The S&P/ASX 200 reacted sharply and gashed by around 11% from its year high made in August 2018 to end the year 2018 at 5646. However, fast forward to March 2019, the Australian Index has managed to surpass the gloom and registered a hefty 9.5% returns from the December closing price. In-fact, ASX200 was amongst the world’s best performers in the month of February 2019.

The surprising factor is that this market performance came post the Q4 December quarter GDP print. The GDP numbers were not impressive with growth coming in at 0.2% in December quarter. The economy slowed down sharply in the second half of 2018 from a four percent annualised growth in the first half to one percent annualised growth in the second-half.

Poor Australian second half print was mainly attributed to the slower global growth, especially demand slowdown across Europe, China, and the USA.

There is a marked divergence between economic performance vs. the stock market performance.

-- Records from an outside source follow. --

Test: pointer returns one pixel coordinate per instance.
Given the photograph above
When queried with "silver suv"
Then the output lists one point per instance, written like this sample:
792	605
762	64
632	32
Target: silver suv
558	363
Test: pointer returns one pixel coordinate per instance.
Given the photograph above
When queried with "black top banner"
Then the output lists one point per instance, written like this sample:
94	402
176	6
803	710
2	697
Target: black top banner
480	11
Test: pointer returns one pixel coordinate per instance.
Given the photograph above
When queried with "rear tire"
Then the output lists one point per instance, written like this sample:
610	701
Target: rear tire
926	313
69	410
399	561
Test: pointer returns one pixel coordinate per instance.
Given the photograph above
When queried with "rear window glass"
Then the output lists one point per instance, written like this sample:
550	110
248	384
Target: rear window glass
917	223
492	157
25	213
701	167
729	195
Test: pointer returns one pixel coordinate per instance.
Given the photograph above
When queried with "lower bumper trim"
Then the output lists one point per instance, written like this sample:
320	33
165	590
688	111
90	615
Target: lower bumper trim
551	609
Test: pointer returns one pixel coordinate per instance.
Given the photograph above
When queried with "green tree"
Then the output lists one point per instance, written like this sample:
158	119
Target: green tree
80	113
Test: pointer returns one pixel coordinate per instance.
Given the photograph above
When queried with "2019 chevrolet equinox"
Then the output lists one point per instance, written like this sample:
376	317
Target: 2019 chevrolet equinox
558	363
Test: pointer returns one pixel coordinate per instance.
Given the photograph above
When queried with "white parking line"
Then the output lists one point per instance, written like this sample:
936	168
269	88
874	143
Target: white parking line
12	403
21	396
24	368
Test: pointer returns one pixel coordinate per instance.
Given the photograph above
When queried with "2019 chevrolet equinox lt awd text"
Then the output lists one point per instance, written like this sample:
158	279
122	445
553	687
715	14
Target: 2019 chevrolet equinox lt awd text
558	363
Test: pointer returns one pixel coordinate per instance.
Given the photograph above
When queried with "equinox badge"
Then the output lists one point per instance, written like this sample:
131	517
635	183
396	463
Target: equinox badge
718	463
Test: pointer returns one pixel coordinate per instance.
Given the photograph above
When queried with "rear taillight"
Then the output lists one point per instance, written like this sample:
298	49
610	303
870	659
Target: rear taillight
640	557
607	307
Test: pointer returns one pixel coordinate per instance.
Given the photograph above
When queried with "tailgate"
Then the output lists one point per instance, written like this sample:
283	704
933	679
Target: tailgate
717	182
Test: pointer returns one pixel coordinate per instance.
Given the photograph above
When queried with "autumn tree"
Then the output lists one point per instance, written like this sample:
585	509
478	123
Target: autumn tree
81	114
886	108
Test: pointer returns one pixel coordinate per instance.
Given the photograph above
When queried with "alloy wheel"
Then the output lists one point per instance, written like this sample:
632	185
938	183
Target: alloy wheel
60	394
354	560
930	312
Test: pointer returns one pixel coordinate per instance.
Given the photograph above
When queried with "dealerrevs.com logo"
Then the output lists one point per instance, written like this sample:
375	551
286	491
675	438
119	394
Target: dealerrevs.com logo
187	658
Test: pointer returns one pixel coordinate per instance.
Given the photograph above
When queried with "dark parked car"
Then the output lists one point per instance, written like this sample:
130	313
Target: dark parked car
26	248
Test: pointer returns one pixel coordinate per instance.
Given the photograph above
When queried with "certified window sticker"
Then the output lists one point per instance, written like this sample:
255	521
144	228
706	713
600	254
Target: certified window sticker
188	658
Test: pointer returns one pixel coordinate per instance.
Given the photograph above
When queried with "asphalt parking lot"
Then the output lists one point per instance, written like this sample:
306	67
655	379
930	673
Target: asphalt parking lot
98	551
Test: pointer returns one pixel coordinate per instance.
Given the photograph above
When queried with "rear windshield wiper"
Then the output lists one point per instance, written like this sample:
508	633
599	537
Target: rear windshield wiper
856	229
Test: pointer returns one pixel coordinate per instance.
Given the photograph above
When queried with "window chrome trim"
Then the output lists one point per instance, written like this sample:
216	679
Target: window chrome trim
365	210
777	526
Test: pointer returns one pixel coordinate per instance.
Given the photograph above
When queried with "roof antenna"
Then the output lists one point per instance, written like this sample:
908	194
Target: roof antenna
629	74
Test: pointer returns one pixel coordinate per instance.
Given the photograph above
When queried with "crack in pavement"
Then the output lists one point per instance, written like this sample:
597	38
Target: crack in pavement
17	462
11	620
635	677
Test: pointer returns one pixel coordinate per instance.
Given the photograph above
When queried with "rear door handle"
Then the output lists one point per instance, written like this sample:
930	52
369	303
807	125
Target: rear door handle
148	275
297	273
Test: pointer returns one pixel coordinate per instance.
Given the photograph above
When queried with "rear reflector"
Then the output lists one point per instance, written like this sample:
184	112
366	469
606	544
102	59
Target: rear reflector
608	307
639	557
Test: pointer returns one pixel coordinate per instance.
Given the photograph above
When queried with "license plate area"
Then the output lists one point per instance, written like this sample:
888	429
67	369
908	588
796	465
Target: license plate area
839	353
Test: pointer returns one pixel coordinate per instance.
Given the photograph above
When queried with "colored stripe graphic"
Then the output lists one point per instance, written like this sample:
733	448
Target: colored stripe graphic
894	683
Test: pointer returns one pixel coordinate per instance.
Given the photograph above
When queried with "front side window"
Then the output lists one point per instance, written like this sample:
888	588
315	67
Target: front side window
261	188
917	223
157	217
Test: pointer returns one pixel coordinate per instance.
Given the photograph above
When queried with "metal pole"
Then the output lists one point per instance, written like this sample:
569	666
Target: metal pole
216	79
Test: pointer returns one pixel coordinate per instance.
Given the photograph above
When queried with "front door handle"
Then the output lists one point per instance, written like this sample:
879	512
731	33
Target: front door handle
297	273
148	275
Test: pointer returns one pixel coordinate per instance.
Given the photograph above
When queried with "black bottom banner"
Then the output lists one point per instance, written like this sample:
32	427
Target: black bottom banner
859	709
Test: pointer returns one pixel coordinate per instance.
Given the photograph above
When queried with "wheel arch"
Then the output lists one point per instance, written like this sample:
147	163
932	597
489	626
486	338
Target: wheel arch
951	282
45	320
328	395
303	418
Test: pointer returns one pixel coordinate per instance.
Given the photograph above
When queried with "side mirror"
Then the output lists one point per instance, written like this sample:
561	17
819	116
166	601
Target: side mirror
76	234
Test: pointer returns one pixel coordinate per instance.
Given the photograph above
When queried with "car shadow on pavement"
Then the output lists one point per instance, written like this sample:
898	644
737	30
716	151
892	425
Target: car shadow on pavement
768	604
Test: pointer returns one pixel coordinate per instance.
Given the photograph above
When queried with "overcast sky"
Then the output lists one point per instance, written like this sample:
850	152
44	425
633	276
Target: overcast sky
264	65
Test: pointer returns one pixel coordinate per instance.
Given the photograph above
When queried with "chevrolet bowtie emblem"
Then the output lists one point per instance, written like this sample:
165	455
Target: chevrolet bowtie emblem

The consumer and business confidence numbers that were announced last week also pointed towards a slowing economy.

The Westpac Consumer Sentiment Index came in down by 4.8 percentage on a month-on-month basis at 98.8 in March 2019 vs. 103.8 in the last month. This further cemented the slowdown momentum that was witnessed in the second-half of 2018.

The NAB Business Confidence Index in Australia declined from 4 in Jan’19 to 2 in Feb’19, as against market expectation of 3.

Westpac is now predicting the economy to slowdown even further.

The stock market performance is usually considered to be an indicator of the economic performance; However, it is not necessary that both go hand in hand since the market participants tend to overreact to the short-term news and try to price in the short-term views. On this backdrop, it is clear that the market participants are now anticipating monetary support in the form of a rate cut from the reserve bank post the poor set of economic numbers.

The market outperformance could also be attributed to the construct of ASX, which is heavily tilted towards the finance and resource sectors. The contribution from these sectors’ workforce and economic output is relatively lower.  The financial stocks gained traction post the Royal Commission Report release with mining sector particularly gaining from rising commodity prices in the backdrop of uncertain global economic environment.

All the indicators seem to point towards market expecting monitory policy support from the RBA to arrest the economic slowdown. However, on the back of already low global rates, it is difficult to predict the RBA policy.